Weekend Short-Takes: 12/21/12

Packaged games expected to further harm EA's bottom line

Simon Wu:

Oh boy. Analysts planning again to downgrade EA’s performance. What I think needs to happen is that the industry has to cut off this rotten hanging appendage that it keeps dragging around behind it, and is slowing it down: the physical packaged side. The next gen will provide a needed boost to the crumbling gaming market, but it should be accompanied with a marked change in the way games are bought. Production of actual physical copies of games need to be reduced significantly, and games need to be on demand on release date. It worked for music, and games need to follow suit quickly.

Alex Miller:

Several months ago, Simon and I had a discussion on a Com-cast about whether or not the next console would have a physical disc drive. Simon made the arguement that by the time the next generation got around we would be to the point where we had outlived the usefulness of actual disc drives on consoles. While I firmly disagreed and gave several, I think rather practical reasons why there will be a disc drive, this news here is rather strong support for at least a parity between the importance of physical and downloadable games. I am a big fan of what Simon proposed above, Release day games on demand should have been a thing a while ago, but now that the consoles have had time to work out the kinks in their respective systems for it, its time to roll it out across the board at least by the time the next Xbox and the PS4 get here.

THQ evaluating Linux

Simon Wu:

Is this actually signaling a larger shift in the direction of PC gaming, or just a large red herring? Certainly, Linux users would be the most vocal about wanting ports of games, but is that simply a small audience with a very large megaphone? Of course Valve deems it important, but that’s more to do with not Windows, more than for Linux. We know now that THQ is absolutely desperate to evaluate every single option that it can, and if there is even a glimmer of hope in that segment, they’ll go for it. What remains to be seen is the cost of porting a game to Linux, which if the cost of porting to Macs is any indication might be slightly prohibitive.

Alex Miller:

Well, I suppose the drowning man will swim towards any light in the hope that it is a boat. While THQ are not done yet, they are not in a great position either as we talked about during the Humble Bundle sail. While that might have gone over better than expected, porting the games over might be rather expensive, and as the top comment on the article correctly points out, the Linux audience are a loud one, but they are not necessarily the ones who will pay the most (or anything.)

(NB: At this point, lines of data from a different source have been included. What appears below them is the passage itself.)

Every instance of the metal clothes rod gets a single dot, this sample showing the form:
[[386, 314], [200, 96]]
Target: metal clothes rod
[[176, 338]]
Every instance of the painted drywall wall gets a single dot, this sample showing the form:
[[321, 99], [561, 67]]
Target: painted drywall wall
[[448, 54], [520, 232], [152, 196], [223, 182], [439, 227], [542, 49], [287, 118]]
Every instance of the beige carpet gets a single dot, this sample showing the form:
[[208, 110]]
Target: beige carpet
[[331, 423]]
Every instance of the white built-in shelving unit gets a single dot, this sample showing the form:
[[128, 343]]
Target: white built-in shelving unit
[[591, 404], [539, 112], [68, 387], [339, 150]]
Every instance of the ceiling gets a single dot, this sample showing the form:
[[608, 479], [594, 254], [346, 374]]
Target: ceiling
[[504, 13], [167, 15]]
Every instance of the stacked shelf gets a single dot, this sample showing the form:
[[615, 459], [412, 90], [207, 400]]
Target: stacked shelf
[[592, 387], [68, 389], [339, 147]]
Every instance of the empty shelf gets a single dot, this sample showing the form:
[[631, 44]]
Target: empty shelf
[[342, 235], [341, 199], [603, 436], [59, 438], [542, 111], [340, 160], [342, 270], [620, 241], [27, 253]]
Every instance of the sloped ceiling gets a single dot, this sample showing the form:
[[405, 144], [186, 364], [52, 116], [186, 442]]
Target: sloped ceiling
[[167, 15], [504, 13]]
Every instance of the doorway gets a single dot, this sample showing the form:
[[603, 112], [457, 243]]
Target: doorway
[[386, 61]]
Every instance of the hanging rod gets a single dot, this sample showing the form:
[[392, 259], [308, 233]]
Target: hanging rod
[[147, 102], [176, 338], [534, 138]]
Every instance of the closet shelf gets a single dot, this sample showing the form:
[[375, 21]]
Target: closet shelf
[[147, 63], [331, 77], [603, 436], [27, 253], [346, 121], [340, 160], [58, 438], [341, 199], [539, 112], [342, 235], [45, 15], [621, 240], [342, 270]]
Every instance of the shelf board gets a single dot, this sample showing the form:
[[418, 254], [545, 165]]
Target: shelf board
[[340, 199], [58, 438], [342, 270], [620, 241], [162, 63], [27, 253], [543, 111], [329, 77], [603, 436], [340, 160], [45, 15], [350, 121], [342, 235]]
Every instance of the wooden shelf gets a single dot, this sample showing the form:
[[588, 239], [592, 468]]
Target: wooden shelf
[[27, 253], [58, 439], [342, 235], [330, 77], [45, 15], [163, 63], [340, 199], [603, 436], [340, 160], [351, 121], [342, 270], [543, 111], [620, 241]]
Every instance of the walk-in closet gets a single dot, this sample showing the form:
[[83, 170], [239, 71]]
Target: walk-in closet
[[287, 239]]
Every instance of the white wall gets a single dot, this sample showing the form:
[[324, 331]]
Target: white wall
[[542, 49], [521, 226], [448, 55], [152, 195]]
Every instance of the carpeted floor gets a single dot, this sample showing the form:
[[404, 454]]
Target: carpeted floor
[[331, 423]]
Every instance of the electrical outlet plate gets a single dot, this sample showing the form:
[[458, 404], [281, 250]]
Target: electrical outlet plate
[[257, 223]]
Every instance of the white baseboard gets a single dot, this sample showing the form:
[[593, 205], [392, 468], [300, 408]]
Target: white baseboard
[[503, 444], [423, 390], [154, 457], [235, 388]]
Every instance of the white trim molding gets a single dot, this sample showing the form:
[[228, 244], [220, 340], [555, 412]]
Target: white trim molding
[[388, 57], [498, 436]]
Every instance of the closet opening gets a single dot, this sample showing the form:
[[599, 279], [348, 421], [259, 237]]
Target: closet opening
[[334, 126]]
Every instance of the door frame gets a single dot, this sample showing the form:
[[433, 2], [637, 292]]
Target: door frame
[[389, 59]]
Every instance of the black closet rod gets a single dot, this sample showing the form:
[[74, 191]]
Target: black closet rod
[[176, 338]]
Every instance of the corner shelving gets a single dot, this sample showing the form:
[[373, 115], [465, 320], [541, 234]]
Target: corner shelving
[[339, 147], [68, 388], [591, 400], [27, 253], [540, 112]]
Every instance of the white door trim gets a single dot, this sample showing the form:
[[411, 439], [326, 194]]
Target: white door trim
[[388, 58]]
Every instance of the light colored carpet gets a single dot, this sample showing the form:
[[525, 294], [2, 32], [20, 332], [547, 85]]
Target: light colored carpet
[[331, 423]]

Photo Credit: gamedynamo.com

Wii U's slow performance will be improved, promises Nintendo president Iwata‏

Simon Wu:

I actually give Nintendo a pass on this one, surprisingly. Why? I remember the 360 Blades interface. It actually scares me terribly that there are some kids out there who are growing up right now never knowing about that horribly antiquated and slow interface. And look how far we’ve come. That being said, there wasn’t a day one update needed to actually use some important functions on the device.

Alex Miller:

I find it funny that, once again, we compared the WiiU to the Xbox 360. Only seven years behind Nintendo, well done. However, the Blades point is one well raised by Simon, but I think it should be more of a criticism of both Microsoft as well as Nintendo, not a pass for Nintendo. While Microsoft got their system together relatively quickly, it remains to be seen if Nintendo can do the same for the WiiU. It is imperative for the anything beyond the short-term survival of the console that Nintendo do. Given that there is no timeframe announced though all I can say is we will have to wait and see.

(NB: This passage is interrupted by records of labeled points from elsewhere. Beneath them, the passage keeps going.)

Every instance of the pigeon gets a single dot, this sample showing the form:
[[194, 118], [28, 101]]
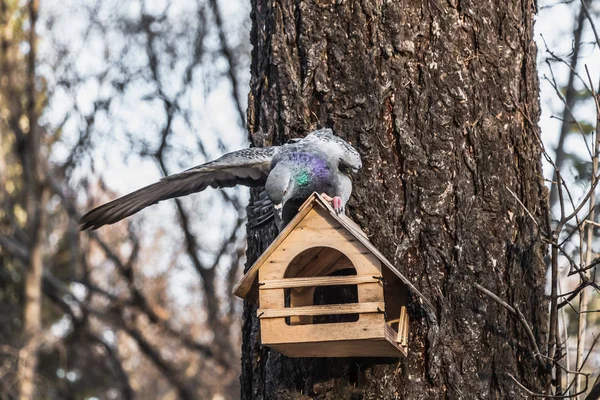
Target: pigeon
[[319, 162]]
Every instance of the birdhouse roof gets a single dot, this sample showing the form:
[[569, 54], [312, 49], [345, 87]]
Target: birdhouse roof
[[248, 282]]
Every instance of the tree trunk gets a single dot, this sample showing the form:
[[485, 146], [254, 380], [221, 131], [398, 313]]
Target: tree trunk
[[438, 97]]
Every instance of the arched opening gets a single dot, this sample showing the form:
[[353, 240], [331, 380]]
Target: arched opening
[[321, 262]]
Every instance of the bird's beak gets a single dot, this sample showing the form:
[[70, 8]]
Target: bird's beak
[[279, 210]]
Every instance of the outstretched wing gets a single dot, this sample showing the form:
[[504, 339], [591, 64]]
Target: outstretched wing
[[248, 167]]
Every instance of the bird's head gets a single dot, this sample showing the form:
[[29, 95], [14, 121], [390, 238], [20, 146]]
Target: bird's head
[[280, 187]]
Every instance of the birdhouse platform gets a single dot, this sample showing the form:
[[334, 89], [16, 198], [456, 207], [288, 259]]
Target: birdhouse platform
[[325, 291]]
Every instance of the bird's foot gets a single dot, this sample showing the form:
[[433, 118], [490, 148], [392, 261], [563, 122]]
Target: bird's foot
[[336, 202]]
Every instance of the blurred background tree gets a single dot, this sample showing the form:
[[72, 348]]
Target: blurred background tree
[[118, 93]]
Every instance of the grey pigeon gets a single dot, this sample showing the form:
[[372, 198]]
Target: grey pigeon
[[319, 162]]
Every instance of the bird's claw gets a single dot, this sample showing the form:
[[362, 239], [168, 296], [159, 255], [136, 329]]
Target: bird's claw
[[336, 202]]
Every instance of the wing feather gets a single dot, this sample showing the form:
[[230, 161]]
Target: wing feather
[[248, 167]]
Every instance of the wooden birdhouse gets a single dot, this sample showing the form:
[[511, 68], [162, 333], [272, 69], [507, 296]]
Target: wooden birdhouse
[[325, 291]]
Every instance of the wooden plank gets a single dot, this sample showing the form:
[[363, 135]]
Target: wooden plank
[[317, 281], [368, 326], [329, 309], [301, 298], [343, 348], [390, 336], [403, 327], [272, 298]]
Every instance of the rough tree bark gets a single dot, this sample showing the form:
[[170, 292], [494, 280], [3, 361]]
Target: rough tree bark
[[438, 97]]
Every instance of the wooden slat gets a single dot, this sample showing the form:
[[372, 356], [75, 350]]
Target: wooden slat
[[402, 337], [330, 309], [317, 281], [368, 326]]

Photo Credit: gamethingdaily.com

THQ files for bankruptcy protection, selling studios and games to bidder

Simon Wu:

I think we all saw this coming but weren’t sure what to do about it. What is a company supposed to do when it’s making hit after hit, Saints Row after Red Faction after Darksiders? This is the same problem being faced by my favorite phone manufacturer HTC. The products they make are objectively excellent, but they are continually in financial trouble and there’s seemingly nothing that can pull them out. I think I see a podcast topic in a few weeks about gaming company bankruptcies, though.

Alex Miller:

Remember the drowning man comment? Yea, this is why. If you cannot get people to buy your game then no matter how excellent it is you will struggle. I don’t know if THQ needs to step up its marketing or just focus on a few key titles or what, but something needs to be done quick, that is for sure. I also like the idea of a podcast topic once this settles a bit.

Photo Credit: joystiq.com

swu's picture

Sincere apologies for the lateness of the post; both Alex and I were traveling this weekend, making it impossible to get out on our usual time.

Whiplash's picture

@swu, Ah. That would explain why this and the podcast have taken so long.


Anyway, I feel really sad for THQ right now. They made a lot of games that I liked, Saints Row being my favorite from them. It's a shame the economy gave them a reality check, seeing as they're seeking bankruptcy protection. It makes you wonder if this will be the fate of other companies in the near future.

darthskeletor's picture

I can't believe how antiquated those blades look. Just makes you feel like you're back with Windows Vista. Ugh. Even the NXE feels like ancient history now, and that completely changed the design interface.